At Feet By Pody, we try a range of chiropody treatments to resolve your toenail problems, but sometimes the only solution is toenail removal surgery with local anesthetic. This procedure provides permanent relief, and our foot specialists manage the entire process in a hygienic medical environment.
Why you might need Toenail Surgery
The most common problem requiring minor toenail surgery is an ingrowing toenail, where the side of your nail cuts into the surrounding skin. Mostly affecting the big toe, the skin can become inflamed and infected which can be very painful.
If this is the first time, you experience an issue with this nail and your condition is not too severe, a podiatrist can try to help the nail by offering a conservative approach to the ingrown toenail. Unfortunately, if it has been left untreated, got infected, or is too embedded in the skin and/or keeps recurring, toenail surgery might be your solution.
There are many different causes for ingrown toenails, including poor nail cutting technique, narrow fitting shoes, or injury. Sometimes it’s simply a case of genetics if you have nails with naturally curved edges.
Other situations requiring toenail surgery are fungal nail infections or thickened toenails that press on your nail bed causing painful corns to form under the nail.
Toenail Surgery Procedure
Many people mistakenly believe toenail surgery is a complicated procedure requiring a hospital visit. However, this is often not the case. It’s a fairly routine procedure that our expert team of podiatrists can perform at any of our London clinics.
We perform two types of surgery: a partial nail avulsion, where we remove one or both sides of the affected nail, or a total nail avulsion, where the entire nail is removed.

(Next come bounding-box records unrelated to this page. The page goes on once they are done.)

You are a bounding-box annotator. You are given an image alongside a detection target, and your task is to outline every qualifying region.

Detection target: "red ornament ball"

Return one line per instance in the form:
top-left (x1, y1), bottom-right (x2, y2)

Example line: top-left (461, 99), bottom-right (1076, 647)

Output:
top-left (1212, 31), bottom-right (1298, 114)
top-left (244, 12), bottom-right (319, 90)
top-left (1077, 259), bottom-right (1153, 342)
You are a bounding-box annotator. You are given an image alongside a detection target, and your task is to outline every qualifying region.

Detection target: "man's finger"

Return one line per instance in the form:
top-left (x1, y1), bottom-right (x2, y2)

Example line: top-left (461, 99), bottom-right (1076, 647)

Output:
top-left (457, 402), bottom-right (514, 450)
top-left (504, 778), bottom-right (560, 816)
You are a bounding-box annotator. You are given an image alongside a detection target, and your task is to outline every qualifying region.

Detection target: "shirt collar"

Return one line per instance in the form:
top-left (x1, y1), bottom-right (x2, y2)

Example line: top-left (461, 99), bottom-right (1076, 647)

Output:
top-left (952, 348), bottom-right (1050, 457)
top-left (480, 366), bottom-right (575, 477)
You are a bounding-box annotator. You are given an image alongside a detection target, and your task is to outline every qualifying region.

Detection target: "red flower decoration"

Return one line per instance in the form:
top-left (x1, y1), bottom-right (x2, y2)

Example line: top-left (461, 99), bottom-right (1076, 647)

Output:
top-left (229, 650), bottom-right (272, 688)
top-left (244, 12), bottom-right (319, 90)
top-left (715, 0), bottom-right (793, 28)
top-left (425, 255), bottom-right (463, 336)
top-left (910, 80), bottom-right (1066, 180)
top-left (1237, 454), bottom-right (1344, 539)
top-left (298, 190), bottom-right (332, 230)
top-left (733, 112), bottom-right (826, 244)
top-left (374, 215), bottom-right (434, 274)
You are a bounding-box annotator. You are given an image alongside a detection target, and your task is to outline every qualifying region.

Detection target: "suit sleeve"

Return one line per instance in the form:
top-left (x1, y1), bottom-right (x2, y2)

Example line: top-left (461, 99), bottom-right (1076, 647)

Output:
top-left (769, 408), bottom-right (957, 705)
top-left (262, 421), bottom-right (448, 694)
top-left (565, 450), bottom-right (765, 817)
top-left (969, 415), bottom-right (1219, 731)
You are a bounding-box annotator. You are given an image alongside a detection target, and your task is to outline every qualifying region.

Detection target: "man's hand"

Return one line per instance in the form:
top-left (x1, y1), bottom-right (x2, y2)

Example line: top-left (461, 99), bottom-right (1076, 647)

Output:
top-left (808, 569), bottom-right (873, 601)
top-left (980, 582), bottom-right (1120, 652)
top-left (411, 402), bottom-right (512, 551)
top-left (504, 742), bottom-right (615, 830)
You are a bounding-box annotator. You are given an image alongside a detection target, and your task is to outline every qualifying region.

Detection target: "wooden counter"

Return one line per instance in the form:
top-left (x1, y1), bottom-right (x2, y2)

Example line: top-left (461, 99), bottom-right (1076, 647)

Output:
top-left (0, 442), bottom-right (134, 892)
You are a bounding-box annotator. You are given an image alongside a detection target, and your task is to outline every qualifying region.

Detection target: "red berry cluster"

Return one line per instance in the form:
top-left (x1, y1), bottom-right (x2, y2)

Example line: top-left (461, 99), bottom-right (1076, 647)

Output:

The area will be numbed throughout the procedure using local anaesthetic that blocks the nerve endings, so you don’t feel any pain. Once the nail has been removed we use a chemical to destroy the cells, preventing regrowth.
We dress the nail so you can go home, and arrange for follow-up appointments to check that it’s healing properly.
Clinic Canary Wharf E14
Clinic City London EC2
Clinic London Bridge SE1
Can I Eat before the Procedure?
Yes, the procedure is carried out under local anesthetic so you can eat as normal beforehand.
Do I need to wear anything special for Surgery?
We recommend you wear loose-fitting or open-toed shoes on the day of your surgery.
Can I drive after Toenail Surgery?
No, you should arrange for somebody to drive you home. Your motor insurance could be compromised by having a local anesthetic in your toe.
Will it be Painful?
Sometimes patients experience slight discomfort once the local anesthetic has worn off. If so, we advise taking a painkiller such as paracetamol for up to two days afterwards.
Will the nail grow back?
We treat the area with a chemical, phenol, to destroy the cells, preventing regrowth. There is a less than a 10% chance of the problem nail growing back.
What are the Aftercare Procedures?
Once home, we recommend that you rest and keep your foot elevated for a few hours. You can return to work or school the following day, although we advise you refrain from sporting activity for up to three weeks.
Keep your toe dry until your follow-up appointment a few days later, where we will show you how to dress your toe, which you’ll need to do on a daily basis for a few weeks. We’ll have a final review approximately four weeks after surgery.
Why Choose Feet By Pody?
At Feet By Pody, our foot specialists have many years’ experience in toenail removal surgery, and we understand that some people are anxious about the procedure. We only carry out surgery once all other options have been exhausted, and we’ll fully explain the procedure and do our utmost to make you feel at ease throughout.
We operate from six modern, well-equipped clinics in London, where we use the latest stringent sterilization procedures to ensure you receive the most hygienic foot care possible. We can also prescribe and supply antibiotics if necessary.